SAP-Chef Klein: Der Zug ist abgefahren
Mit anderen Worten: Datensouveränität bedeutet für ihn nicht, dass die Europäer jetzt eigene Rechenzentren oder Halbleiter bauen. „Der Zug ist abgefahren. Wichtig ist, was innerhalb der Hardware passiert“, sagt Klein und zeigt auf sein Smartphone. „Die Software lädt man sich aus dem App-Store. SAP würde als Softwareunternehmen doch auch kein Smartphone bauen, sondern die Programme dafür liefern.“
Damit stellt sich Klein gegen die Pläne der EU und der Bundesregierung. Die EU will 20 Milliarden Euro in fünf KI-Gigafactorys investieren, also in riesige Rechenzentren, die dazu beitragen sollen, Europas Rückstand in der Künstlichen Intelligenz aufzuholen. Eines davon will die Koalition nach Deutschland holen. „Das brauchen wir nicht“, meint Klein, deshalb gehört die SAP auch nicht zu den Bewerbern aus Deutschland. Die Schwarz Gruppe mit Sitz in Neckarsulm bei Heilbronn schon. Das Pikante dabei: Mit der IT- und Digitalsparte Schwarz Digits arbeitet die SAP im Cloudgeschäft zusammen, das Heidelberger KI-Start-up Aleph Alpha steuert PhariaAI bei, eine Art Betriebssystem für KI-Anwendungen.
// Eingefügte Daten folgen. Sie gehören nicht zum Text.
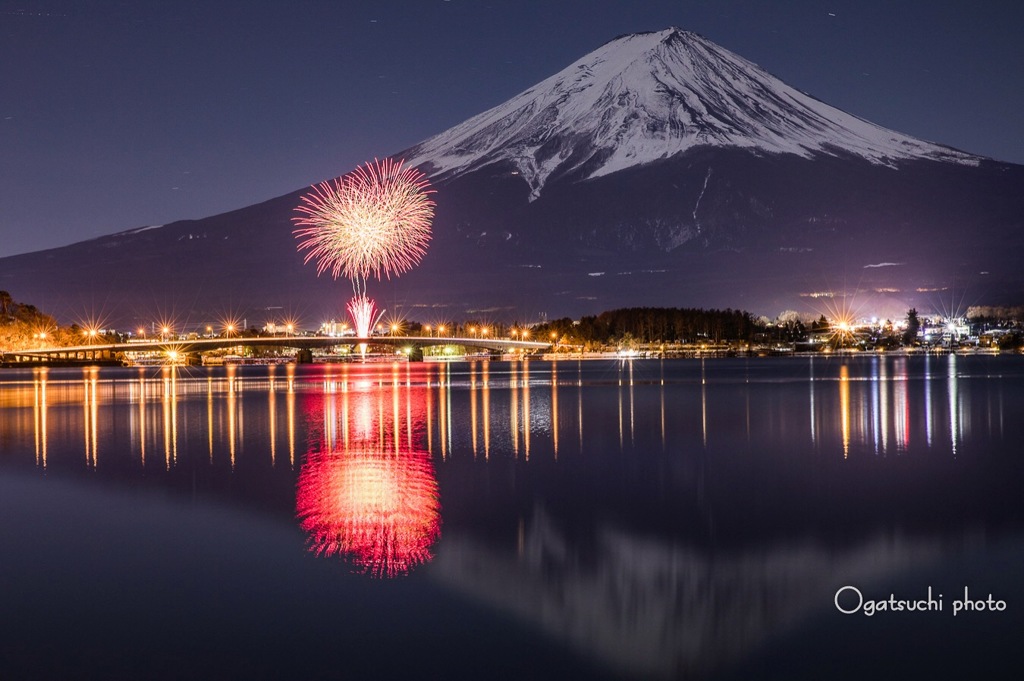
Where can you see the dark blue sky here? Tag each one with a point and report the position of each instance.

Viel wichtiger hält es Klein, dass die EU und Deutschland die Anwendung von Künstlicher Intelligenz in Schlüsselbranchen wie die Automobil- oder Chemieindustrie fördern, damit Europa in zehn Jahren in diesen Bereichen die Nummer eins ist. „Das Spielt läuft schon“, sagt Klein.
Es wäre fatal, wenn Europa das Match verlieren würde.